It’s often hard for our movement to get major media attention, but it looks like it’s happening: things are heating up on the “empire strikes back” front that we reported on twice this week.
Friday’s New York Times, page A30, carried an editorial Roadblocks to Sharing Medical Records, about the report ONC sent to Congress last week. (Congress had asked for the report. See our post Monday.)
This is serious stuff, folks – the report said whoever it is (unnamed, so far) is “knowingly interfering” with the exchange of health information. That means they’re preventing patient records from reaching other people who might need them. As the Times editorial and the report say, it appears to be for business reasons, i.e. for their benefit, to the detriment of patient care.
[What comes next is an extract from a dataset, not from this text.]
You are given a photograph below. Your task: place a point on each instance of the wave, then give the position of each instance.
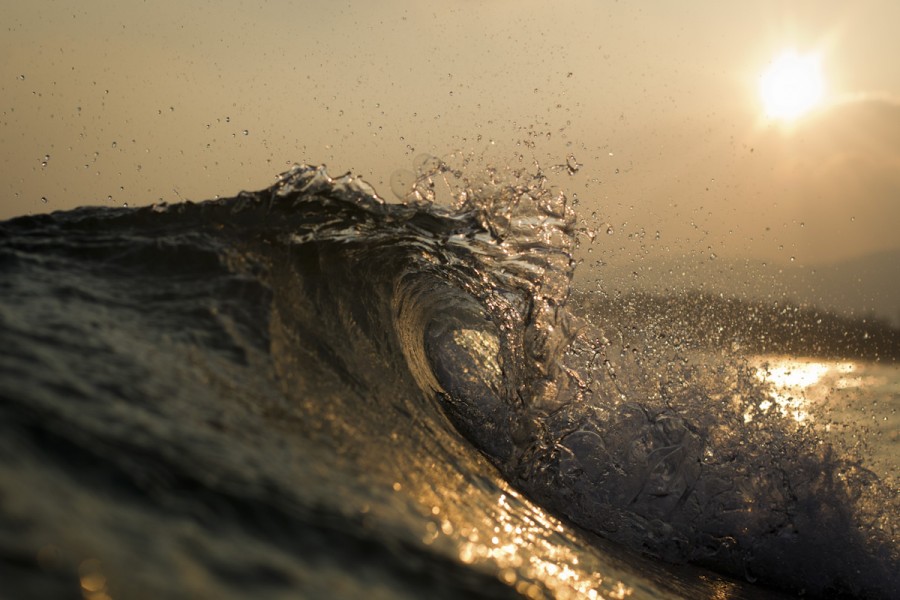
(325, 303)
And in my view personally, this has to be somehow connected with the rule change proposed a week ago, in which lobbyists are saying providers shouldn’t be required to make it easy for all of us to get our information. That’s the #NoMUwithoutMe campaign, that we posted Thursday.
The Times had a feature article last November, Medical Records: Top Secret. Here’s hoping we continue to see growing media coverage – this is serious stuff. Remember: No doctor can do what they’re trained to, if they don’t have the facts.
Restricting flow of patient information
is not a valid playground
for private business interests.
If you want to do that, go find some other industry.
Unfortunately, within the same Health Systems, whole modalities can and have refused to utilize the EPIC system introduced and implemented department by department.
A recent personal experience as an inpatient, prescribed medicine from one such resisting modality was not included in my known meds because they are not part of my EPIC profile, but are in my now 3-4 inch hand written and medical record stored file. I see this file only when I have this specialist appointment, yet I use this prescribed drug daily! This is not good medicine. It is the second such failure within the same Health System, within which I am a long time patient.